To use it, connect via an MCP client with the appropriate server specification. For example, in Kiro IDE or Cursor, you’ll configure the mcpServers entry for context-lens with command uvx and the argument context-lens. Once connected, you can add content to the knowledge base, perform semantic searches, and have the agent retrieve relevant chunks and respond with contextual answers. The system supports asking questions like how a particular authentication flow works across code and docs, and it will surface meaningfully related content rather than just exact word matches.

How to install

Prerequisites:

  • Python 3.11 or higher installed on your system
  • Access to the command uvx (the MCP execution runner) or the ability to install it via your preferred method

Installation steps:

  1. Install Python 3.11+ from https://www.python.org/downloads/

  2. Install the MCP runner (uvx) if you don’t already have it.
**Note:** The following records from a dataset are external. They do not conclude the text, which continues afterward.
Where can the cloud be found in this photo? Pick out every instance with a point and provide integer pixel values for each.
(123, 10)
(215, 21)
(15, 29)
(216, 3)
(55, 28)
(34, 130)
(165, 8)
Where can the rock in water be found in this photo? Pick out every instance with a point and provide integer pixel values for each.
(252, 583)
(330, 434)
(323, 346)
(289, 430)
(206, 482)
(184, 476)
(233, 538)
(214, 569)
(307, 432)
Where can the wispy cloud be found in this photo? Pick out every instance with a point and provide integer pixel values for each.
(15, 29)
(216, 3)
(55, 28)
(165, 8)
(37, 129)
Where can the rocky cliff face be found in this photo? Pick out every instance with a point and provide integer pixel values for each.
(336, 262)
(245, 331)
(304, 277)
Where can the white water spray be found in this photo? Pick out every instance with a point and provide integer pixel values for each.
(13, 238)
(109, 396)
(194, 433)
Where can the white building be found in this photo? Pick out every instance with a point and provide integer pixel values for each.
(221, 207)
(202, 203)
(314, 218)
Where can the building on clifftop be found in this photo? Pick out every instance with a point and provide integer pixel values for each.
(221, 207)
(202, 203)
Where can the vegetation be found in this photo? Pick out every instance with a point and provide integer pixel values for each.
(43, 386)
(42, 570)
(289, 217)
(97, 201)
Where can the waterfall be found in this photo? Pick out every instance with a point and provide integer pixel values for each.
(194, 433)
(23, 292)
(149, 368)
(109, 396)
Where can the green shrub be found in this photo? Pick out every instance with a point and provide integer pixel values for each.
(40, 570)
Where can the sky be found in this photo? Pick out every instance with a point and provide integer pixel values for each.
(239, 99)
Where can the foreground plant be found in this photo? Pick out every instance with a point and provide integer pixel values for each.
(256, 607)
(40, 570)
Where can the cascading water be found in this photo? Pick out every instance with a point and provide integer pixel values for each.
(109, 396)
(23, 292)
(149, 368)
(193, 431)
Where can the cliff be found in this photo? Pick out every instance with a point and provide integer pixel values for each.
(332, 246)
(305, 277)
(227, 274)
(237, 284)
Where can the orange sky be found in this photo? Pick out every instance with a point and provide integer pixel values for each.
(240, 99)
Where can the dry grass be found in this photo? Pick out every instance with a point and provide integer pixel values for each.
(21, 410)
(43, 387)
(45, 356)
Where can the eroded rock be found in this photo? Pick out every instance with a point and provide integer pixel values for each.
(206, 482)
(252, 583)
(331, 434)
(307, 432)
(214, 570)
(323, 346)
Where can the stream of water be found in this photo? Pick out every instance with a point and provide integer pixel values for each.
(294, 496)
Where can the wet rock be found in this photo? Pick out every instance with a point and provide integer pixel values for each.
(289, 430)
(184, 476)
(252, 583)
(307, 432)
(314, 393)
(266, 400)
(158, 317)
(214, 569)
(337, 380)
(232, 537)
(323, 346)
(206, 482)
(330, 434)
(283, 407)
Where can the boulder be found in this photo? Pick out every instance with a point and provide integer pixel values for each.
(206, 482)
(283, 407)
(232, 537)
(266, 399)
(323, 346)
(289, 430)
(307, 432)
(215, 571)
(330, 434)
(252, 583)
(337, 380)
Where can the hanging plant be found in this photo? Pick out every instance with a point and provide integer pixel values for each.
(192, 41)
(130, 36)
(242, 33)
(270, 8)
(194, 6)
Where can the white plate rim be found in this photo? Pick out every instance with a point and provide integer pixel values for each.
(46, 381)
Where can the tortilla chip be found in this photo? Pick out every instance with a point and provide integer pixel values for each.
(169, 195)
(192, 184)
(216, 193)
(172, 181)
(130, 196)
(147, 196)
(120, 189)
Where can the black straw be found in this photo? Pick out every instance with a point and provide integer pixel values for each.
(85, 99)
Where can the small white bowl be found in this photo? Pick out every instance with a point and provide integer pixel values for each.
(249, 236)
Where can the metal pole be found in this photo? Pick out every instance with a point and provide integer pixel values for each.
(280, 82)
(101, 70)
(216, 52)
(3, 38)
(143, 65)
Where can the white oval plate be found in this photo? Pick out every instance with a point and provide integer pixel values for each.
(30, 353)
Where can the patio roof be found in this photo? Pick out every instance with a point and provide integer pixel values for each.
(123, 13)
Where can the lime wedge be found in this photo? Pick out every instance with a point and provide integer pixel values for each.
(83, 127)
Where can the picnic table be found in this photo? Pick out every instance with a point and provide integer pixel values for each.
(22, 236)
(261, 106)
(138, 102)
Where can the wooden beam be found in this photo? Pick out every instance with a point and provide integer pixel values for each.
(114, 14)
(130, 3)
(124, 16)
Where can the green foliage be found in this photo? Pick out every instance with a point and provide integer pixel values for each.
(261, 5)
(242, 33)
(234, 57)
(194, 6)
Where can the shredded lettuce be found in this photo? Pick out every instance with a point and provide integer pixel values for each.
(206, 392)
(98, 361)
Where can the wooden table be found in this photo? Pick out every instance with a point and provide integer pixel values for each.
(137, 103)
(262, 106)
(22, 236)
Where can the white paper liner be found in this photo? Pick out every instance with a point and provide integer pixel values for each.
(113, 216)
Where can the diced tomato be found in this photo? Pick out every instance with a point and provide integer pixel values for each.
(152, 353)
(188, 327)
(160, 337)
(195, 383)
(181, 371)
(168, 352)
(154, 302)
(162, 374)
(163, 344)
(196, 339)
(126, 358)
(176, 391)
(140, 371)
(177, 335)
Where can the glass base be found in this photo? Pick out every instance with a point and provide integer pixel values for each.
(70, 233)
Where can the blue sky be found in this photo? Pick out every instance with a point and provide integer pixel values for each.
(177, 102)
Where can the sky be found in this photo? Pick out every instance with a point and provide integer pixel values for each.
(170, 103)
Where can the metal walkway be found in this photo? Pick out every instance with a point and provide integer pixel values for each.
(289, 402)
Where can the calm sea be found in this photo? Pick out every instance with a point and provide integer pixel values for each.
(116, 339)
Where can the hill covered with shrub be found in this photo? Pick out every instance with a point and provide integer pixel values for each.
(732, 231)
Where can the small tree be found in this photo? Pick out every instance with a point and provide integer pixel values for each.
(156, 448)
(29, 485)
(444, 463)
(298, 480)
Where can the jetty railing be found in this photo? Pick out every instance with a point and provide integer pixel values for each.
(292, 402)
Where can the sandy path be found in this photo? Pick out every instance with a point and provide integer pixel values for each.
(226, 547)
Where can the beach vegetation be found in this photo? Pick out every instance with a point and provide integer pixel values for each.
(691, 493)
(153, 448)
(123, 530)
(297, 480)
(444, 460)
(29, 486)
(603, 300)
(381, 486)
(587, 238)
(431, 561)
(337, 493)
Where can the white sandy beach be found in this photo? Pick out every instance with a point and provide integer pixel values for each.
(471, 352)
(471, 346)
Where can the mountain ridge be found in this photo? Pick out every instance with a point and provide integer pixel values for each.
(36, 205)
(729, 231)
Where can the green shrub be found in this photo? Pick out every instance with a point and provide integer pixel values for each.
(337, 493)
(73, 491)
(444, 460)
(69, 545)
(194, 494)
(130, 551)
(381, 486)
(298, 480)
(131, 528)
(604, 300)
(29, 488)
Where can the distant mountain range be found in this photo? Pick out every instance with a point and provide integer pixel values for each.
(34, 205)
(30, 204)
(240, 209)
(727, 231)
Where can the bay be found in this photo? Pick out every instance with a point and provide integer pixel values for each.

The exact method may vary by environment; a common approach is to install a package that provides the uvx command. For example, you might use pipx or a system package manager as documented by the uvx distribution. Example (adjust to your environment):

    • pipx install uvx # or follow the project-specific installation guide for uvx
    • Ensure uvx is available in your PATH

  3. Install Context Lens so that the uvx command can discover the context-lens package. This typically means installing the Python package named context-lens from PyPI:

    pip install context-lens

  4. Start the MCP server using uvx for the context-lens package:

    uvx context-lens

  5. Verify the server is reachable and listening for MCP clients on the default MCP port used by your setup. You can consult the MCP client documentation for how to point to the context-lens server (e.g., through .mcp.json files used by Kiro, Cursor, or Claude Desktop).

Optional configuration (recommended):

  • Create or edit your MCP client configuration (e.g., .mcp.json) to include: { "mcpServers": { "context-lens": { "command": "uvx", "args": ["context-lens"] } } }
  • If your setup supports autoApprove actions, you can enable them (e.g., "autoApprove": ["list_documents", "search_documents"]).

Note: The exact installation steps for uvx can vary by environment. If your system provides a packaged uvx or a containerized option, prefer that method and adapt the CLI command accordingly.

Additional notes

Tips and common issues:

  • Data locality: Context Lens stores embeddings and the LanceDB database on disk. Ensure the storage path is writable and has enough space for your content and embeddings.
  • Model and performance: The embedding model is 384-dimensional and designed for local use. If you experience performance issues, consider adjusting chunk size (default 1000 chars) and overlap (default 200 chars) to suit your content and hardware.
  • Content parsing: The system uses language-aware parsers (e.g., AST for Python, structural parsing for JSON, header-based splitting for Markdown). Ensure your content is in a readable format for best results.
  • Content indexing workflow: You can index local files or public GitHub repositories. To index a new repository, add its path/URL to the LanceDB-backed knowledge base using your MCP client tools.
  • Security and privacy: All data remains local. If you share a machine or repository, consider encrypting the LanceDB store or restricting access to the host.
  • Environment variables: If you rely on tokens or environment-based configuration, you can pass these via your MCP client or environment; the default setup shown here uses no required environment variables beyond what your client needs to connect.
  • Registry and verification: Context Lens is published under the MCP registry as io.github.cornelcroi/context-lens. See REGISTRY.md for installation verification guidance.